Two days after these attacks, the Ivorian warplane bombarded the French peacekeepers, according to French officials, and France responded by destroying Ivory Coast's tiny air force and seizing the international airport in Abidjan, the country's commercial capital.
That night, tensions boiled over. Reportedly at the urging of Ble Goude and others, the Young Patriots took to the streets. Violent clashes with the French military erupted through the weekend, and riots and looting continued for several days. An estimated 4,000 prison inmates also escaped.
Most of the damage occurred the first night, especially in sections with concentrations of French people, residents said.
Tens of thousands of French nationals once lived and worked in this country of 16 million, and Abidjan was regarded as one of Africa's most stable and prosperous cities. But after years of rising unrest, that number has dwindled to 15,000 or less. At least 2,000 have left in the past week.
Sylviane Aka, 43, was returning from a wedding last Saturday in the largely French area known as Zone 4. She described seeing mobs of young men marching down the street, wielding planks and knives and shouting, "We want white French to eat!"
As an Ivorian, Aka said she did not feel endangered, but with news of the French counterattack spreading rapidly, she sympathized with the urge for revenge.
"To French people, in their minds Ivorians are like monkeys in the trees," Aka said. "They have everything here . . . but it is from our raw materials that they get everything."

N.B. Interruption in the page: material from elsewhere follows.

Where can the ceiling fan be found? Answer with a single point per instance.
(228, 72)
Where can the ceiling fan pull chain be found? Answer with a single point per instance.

In other cases, Ivorians said, the mobs did not discriminate in choosing their targets. In one part of Zone 4, gangs destroyed and looted a pharmacy, a craft store, a lingerie shop, a hair salon, a computer center and a French restaurant. Several were owned by Ivorians.
Fatoumata Fondio, 54, said she heard the gangs moving through the neighborhood but didn't think her computer and business service was in danger. On Sunday, she learned that the uninsured business had been attacked. When she arrived to survey the damage, she said, she collapsed in tears. All that was left were a handful of documents and a pair of mouse pads.
Fondio, who said she had visited France twice, blamed the Young Patriots for the destruction. "We live with the French people," she said. "We used to live together."